27 November 2011
Sang Penari
Judul:
Sang Penari
Sutradara:
Ifa Isfansyah
Skenario:
Salman Aristo, Ifa Isfansyah, Shanty Harmayn
Produser:
Shanty Harmayn
Para Pemeran:
Oka Antara, Prisia Nasution, Slamet Rahardjo, Dewi Irawan, Landung Simatupang, Happy Salma, Teuku Rifnu Wikana, Tio Pakusadewo, Lukman Sardi, Hendro Djarot, Yayu Unru, Arswendi Nasution, Zainal Abidin Domba
Plot:
Sebuah cerita cinta yang terjadi di sebuah desa miskin Jawa Tengah pada pertengahan 1960-an. Rasus, seorang tentara muda, menyusuri kampung halamannya, mencari cintanya yang hilang: Srintil.
Ketika keduanya masih sangat muda dan saling jatuh cinta di kampung mereka yang kecil dan miskin, Dukuh Paruk, sesuatu menghalangi cinta mereka.

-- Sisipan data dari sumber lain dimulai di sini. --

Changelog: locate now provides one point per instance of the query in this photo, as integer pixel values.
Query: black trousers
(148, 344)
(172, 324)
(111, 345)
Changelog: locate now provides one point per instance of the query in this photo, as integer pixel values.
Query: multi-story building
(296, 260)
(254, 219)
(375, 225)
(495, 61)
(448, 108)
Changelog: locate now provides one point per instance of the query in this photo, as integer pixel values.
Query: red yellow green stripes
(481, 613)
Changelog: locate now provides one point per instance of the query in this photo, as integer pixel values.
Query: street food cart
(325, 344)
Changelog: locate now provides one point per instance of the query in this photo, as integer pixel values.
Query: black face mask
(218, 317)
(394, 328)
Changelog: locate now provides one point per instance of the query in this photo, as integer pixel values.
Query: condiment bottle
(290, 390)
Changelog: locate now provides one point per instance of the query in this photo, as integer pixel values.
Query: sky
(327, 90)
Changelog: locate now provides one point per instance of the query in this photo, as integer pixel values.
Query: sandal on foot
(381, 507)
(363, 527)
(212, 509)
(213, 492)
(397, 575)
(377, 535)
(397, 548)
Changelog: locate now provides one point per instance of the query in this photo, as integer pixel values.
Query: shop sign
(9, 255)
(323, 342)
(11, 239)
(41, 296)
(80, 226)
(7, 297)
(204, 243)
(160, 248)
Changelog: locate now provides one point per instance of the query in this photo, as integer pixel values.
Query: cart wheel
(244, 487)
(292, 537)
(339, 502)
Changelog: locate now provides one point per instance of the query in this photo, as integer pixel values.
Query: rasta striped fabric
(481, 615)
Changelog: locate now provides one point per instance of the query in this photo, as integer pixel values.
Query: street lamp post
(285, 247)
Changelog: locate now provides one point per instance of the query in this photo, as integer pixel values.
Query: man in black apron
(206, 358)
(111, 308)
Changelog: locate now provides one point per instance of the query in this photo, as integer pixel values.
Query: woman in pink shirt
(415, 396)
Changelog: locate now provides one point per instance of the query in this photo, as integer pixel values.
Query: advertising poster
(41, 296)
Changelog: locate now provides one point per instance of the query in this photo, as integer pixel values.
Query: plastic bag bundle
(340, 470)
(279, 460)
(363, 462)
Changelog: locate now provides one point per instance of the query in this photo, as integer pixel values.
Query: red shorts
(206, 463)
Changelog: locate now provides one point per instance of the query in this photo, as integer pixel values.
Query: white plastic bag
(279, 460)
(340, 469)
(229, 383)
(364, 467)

Kemampuan menari Srintil yang magis membuat para tetua dukuh percaya bahwa Srintil adalah titisan ronggeng.
Ketika Srintil menyiapkan diri untuk tugasnya, ia menyadari bahwa menjadi ronggeng tidak hanya berarti menjadi pilihan dukuhnya di pentas-pentas tari. Srintil akan menjadi milik semua warga Dukuh Paruk. Hal ini menempatkan Rasus pada sebuah dilema. Ia merasa cintanya dirampas dan dalam keputusasaan ia meninggalkan dukuhnya untuk menjadi tentara.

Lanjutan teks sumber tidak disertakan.